Nowadays, general legal services developments only responds to do recovery risk events that happen. It is understood as a consequence of a weak control environment maturity. In these conditions legal risk owners is not pushing business owner to avoid litigation efforts that have dimensions of material impact on financial risk loss such as the cost of the litigation process, the cost of assisting the law, the cost of damages material/immaterial, fines, interest, asset freezing, and some other impacts such as negative reputation, operations obstructed, business license revocation, as well as the legal ramifications of the court ruling/regulations against business continuity (i.e Telkomsel bankruptcy lawsuit)[2].
Based on this aspect, legal counsels must do rationalization to minify their overall expend and yet at the same time transform to become preferable at managing legal risk within the business. In short, the importance of effective legal risk management has risen to the top of the priorities of some legal counsels.
In identifying and mitigating legal risks, risk owners (legal risk committee)[3] have a key role to play. In particular, the following suggest might be observed:
Direct understanding of the organisation and its objectives as a whole:
A distinctive expertise and holistic view which enables to challenge best practices on the basis of clearly-articulated legal principles; and
The independence and detachment which come both from a membership of an independent profession and from the recognition ability to bring to bear detachment, as well as commitment.

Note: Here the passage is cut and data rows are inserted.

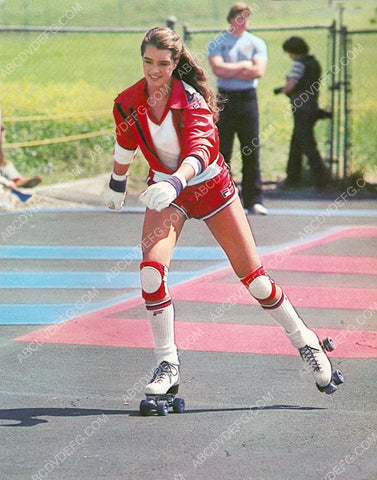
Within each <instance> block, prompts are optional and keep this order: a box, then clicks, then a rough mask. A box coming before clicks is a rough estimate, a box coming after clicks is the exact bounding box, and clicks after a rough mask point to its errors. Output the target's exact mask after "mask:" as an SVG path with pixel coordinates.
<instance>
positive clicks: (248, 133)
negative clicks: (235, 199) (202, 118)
mask: <svg viewBox="0 0 377 480" xmlns="http://www.w3.org/2000/svg"><path fill="white" fill-rule="evenodd" d="M251 13H252V12H251V8H250V7H249V6H248V5H246V4H245V3H243V2H238V3H235V4H234V5H233V6H232V7H231V9H230V11H229V14H228V16H227V20H228V22H229V24H230V28H229V30H227V31H225V32H223V33H222V34H220V35H218V36H216V37H215V38H214V39H212V40H211V41H210V42H209V44H208V46H207V49H208V58H209V63H210V65H211V68H212V71H213V73H214V74H215V75H216V77H217V88H218V90H219V96H220V107H221V112H220V119H219V121H218V124H217V127H218V130H219V136H220V151H221V153H222V154H223V156H224V158H225V161H226V162H227V163H228V164H229V165H230V163H231V159H232V150H233V141H234V136H235V134H237V136H238V139H239V141H240V145H241V157H242V181H241V196H242V201H243V206H244V208H245V210H247V211H248V212H249V213H259V214H262V215H265V214H267V209H266V208H265V207H264V205H263V191H262V178H261V172H260V166H259V144H260V142H259V112H258V102H257V94H256V87H257V85H258V79H259V78H261V77H262V76H263V75H264V73H265V71H266V66H267V47H266V43H265V42H264V41H263V40H262V39H261V38H259V37H257V36H255V35H253V34H251V33H249V32H247V24H248V20H249V16H250V15H251Z"/></svg>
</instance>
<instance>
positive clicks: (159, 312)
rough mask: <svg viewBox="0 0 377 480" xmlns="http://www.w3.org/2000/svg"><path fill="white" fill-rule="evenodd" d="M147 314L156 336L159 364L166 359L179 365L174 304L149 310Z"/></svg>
mask: <svg viewBox="0 0 377 480" xmlns="http://www.w3.org/2000/svg"><path fill="white" fill-rule="evenodd" d="M147 314H148V320H149V323H150V326H151V329H152V333H153V338H154V353H155V355H156V359H157V365H159V364H160V363H161V362H162V361H164V360H166V361H167V362H169V363H174V364H175V365H179V360H178V353H177V347H176V345H175V343H174V307H173V305H172V304H170V305H169V306H167V307H163V308H160V309H158V310H147Z"/></svg>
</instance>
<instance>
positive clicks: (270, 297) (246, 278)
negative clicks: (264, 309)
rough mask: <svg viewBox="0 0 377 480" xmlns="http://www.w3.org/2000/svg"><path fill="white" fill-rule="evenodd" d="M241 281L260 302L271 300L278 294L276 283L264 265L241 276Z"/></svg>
mask: <svg viewBox="0 0 377 480" xmlns="http://www.w3.org/2000/svg"><path fill="white" fill-rule="evenodd" d="M241 282H242V283H243V284H244V285H245V286H246V287H247V289H248V290H249V292H250V293H251V295H252V296H253V297H254V298H255V299H256V300H258V302H260V303H265V302H269V301H270V300H272V299H273V298H274V297H275V295H276V284H275V282H274V281H273V280H271V278H270V277H269V276H268V275H266V273H265V271H264V268H263V267H259V268H257V269H256V270H254V271H253V272H251V273H250V275H248V276H247V277H244V278H241ZM263 306H264V305H263Z"/></svg>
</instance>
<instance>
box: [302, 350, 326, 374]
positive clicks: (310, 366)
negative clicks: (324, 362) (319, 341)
mask: <svg viewBox="0 0 377 480" xmlns="http://www.w3.org/2000/svg"><path fill="white" fill-rule="evenodd" d="M299 352H300V355H301V358H302V359H303V360H304V362H306V363H307V364H308V365H309V366H310V368H311V369H312V370H313V372H319V371H320V370H321V367H320V365H319V363H318V361H317V359H316V356H315V354H316V353H319V352H320V350H318V349H317V348H313V347H310V346H309V345H305V347H302V348H300V349H299Z"/></svg>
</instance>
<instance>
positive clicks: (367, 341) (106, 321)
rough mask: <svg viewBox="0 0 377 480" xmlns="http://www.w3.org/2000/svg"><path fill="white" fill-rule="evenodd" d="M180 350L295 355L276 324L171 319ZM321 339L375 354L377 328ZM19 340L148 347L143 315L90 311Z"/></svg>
mask: <svg viewBox="0 0 377 480" xmlns="http://www.w3.org/2000/svg"><path fill="white" fill-rule="evenodd" d="M175 328H176V338H177V345H178V347H179V349H180V350H194V351H206V352H229V353H256V354H265V355H297V350H296V349H294V348H293V347H292V346H291V345H290V343H289V341H288V339H287V338H286V336H285V335H284V332H283V330H282V328H281V327H279V326H262V325H238V324H215V323H191V322H176V324H175ZM316 333H317V335H318V336H319V337H320V338H324V337H326V336H331V337H332V338H333V339H334V340H335V342H336V343H337V348H336V351H335V352H334V353H333V354H332V355H333V356H336V357H339V358H375V357H377V332H371V331H347V330H339V329H316ZM16 340H18V341H23V342H41V343H55V344H69V345H71V344H73V345H97V346H111V347H126V348H152V347H153V339H152V333H151V330H150V327H149V322H148V321H147V320H135V319H121V318H107V319H106V320H105V321H104V319H103V317H101V316H98V315H93V316H92V318H88V316H86V318H85V319H83V318H81V319H80V320H71V321H69V322H65V323H64V324H62V326H61V327H60V328H59V330H57V331H56V332H55V333H54V334H52V333H49V330H48V328H44V329H42V330H38V331H36V332H32V333H29V334H27V335H24V336H22V337H19V338H17V339H16Z"/></svg>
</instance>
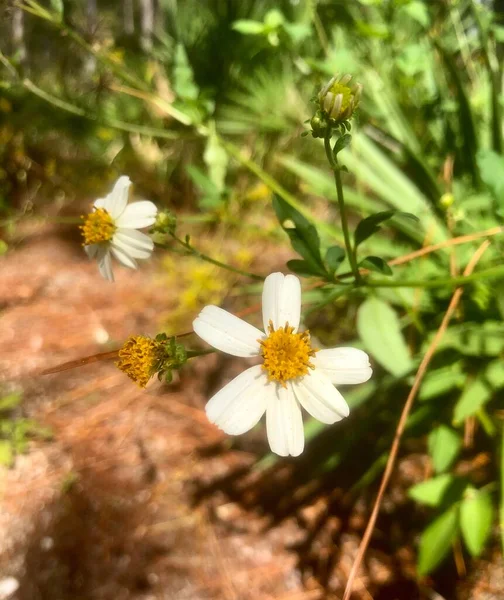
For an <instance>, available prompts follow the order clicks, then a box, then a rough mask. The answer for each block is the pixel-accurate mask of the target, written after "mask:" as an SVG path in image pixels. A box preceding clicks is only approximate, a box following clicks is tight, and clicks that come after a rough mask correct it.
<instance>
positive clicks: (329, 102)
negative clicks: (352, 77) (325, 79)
mask: <svg viewBox="0 0 504 600" xmlns="http://www.w3.org/2000/svg"><path fill="white" fill-rule="evenodd" d="M351 79H352V76H351V75H343V76H342V77H340V76H339V75H336V76H334V77H333V78H332V79H331V80H330V81H329V83H327V84H326V85H325V86H324V87H323V88H322V89H321V90H320V92H319V95H318V101H319V105H320V110H321V112H322V114H324V115H325V116H326V117H327V118H328V120H329V122H330V124H331V125H332V126H333V127H334V126H336V125H339V124H340V123H342V122H343V121H347V120H348V119H350V118H351V116H352V115H353V113H354V111H355V109H356V108H357V106H358V105H359V101H360V97H361V93H362V85H361V84H360V83H355V84H353V85H352V86H350V85H349V83H350V80H351Z"/></svg>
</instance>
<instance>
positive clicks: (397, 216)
mask: <svg viewBox="0 0 504 600" xmlns="http://www.w3.org/2000/svg"><path fill="white" fill-rule="evenodd" d="M392 217H405V218H407V219H412V220H414V221H415V222H418V220H419V219H418V217H416V216H415V215H413V214H412V213H407V212H402V211H400V210H384V211H382V212H378V213H375V214H374V215H371V216H369V217H366V218H365V219H362V221H360V222H359V223H358V224H357V227H356V228H355V234H354V240H355V246H358V245H359V244H362V242H364V241H365V240H367V239H368V238H369V237H371V236H372V235H373V234H375V233H376V232H378V231H380V229H381V228H380V227H379V225H380V224H381V223H384V222H385V221H388V220H389V219H391V218H392Z"/></svg>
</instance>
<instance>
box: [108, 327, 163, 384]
mask: <svg viewBox="0 0 504 600" xmlns="http://www.w3.org/2000/svg"><path fill="white" fill-rule="evenodd" d="M161 350H162V347H161V344H159V342H156V341H155V340H151V339H150V338H148V337H145V336H143V335H132V336H130V337H129V338H128V339H127V340H126V342H125V344H124V345H123V347H122V348H121V349H120V350H119V360H118V362H116V366H117V367H118V369H120V370H121V371H123V373H126V375H127V376H128V377H129V378H130V379H132V380H133V381H134V382H135V383H138V385H139V386H140V387H145V386H146V385H147V383H148V381H149V379H150V378H151V377H152V376H153V375H154V373H156V368H157V367H158V364H159V359H160V351H161Z"/></svg>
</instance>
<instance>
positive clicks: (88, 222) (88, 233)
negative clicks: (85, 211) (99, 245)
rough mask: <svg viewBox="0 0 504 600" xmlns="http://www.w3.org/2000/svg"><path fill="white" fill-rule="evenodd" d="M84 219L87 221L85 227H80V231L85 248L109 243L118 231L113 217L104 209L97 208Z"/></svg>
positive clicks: (84, 222) (82, 226)
mask: <svg viewBox="0 0 504 600" xmlns="http://www.w3.org/2000/svg"><path fill="white" fill-rule="evenodd" d="M82 218H83V219H85V221H84V225H81V226H80V230H81V231H82V235H83V237H84V245H85V246H89V245H90V244H99V243H100V242H108V241H109V240H111V239H112V236H113V235H114V233H115V230H116V229H117V227H116V225H115V223H114V221H113V220H112V217H111V216H110V215H109V213H108V212H107V211H106V210H105V209H104V208H96V209H95V210H94V211H93V212H92V213H89V214H88V215H87V216H86V217H82Z"/></svg>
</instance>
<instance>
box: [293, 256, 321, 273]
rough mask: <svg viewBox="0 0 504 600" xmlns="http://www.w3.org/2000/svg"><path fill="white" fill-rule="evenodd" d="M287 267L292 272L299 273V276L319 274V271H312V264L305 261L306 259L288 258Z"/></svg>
mask: <svg viewBox="0 0 504 600" xmlns="http://www.w3.org/2000/svg"><path fill="white" fill-rule="evenodd" d="M287 268H288V269H290V270H291V271H292V272H293V273H296V274H297V275H301V277H313V276H317V277H318V276H319V275H320V273H319V272H318V271H317V270H316V269H315V271H314V269H313V267H312V265H310V263H308V262H306V260H296V259H294V260H289V261H287Z"/></svg>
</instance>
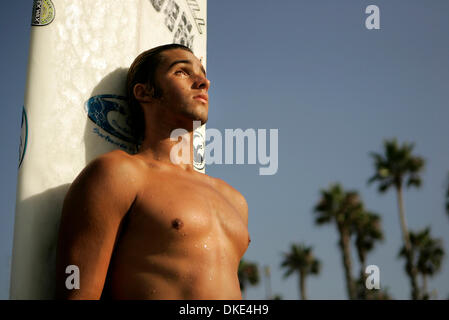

So the role as legal counsels is changing. The law itself is a changing discipline. As legal risk owners, they are at the center of that change because of roles inside organisations and ability to look at their risks as a whole. There is no doubt that meeting these new challenges will require some new skills. This change is exciting, but, as we embrace it, we need to keep hold too of our traditional strengths of expertise, judgment and common sense. The great thing about the change are now undergoing is that the better we respond to it, the more rewarding our work will become and the better the outcomes for the organisations.

Hopefully observations and ideas from this over view to be helpful and thought-provoking for managing the legal risks faced by your own business.

[1] Susilo, Leo, dkk, Manajemen Risiko berbasis ISO 31000: Appendix B: ISO 73: 2009
[2] The case of a bankruptcy lawsuit against Telkomsel for a debt of IDR 5.3 billion (although in the end the suit was not granted) but the lawsuit had an impact and polemic over the stipulation of a curator fee of IDR 148.806 billion that Telkomsel had to pay.
[3] Legal Dept/in house lawyers, ERM Dept, Human Resources  Dept, Internal Auditor Dept.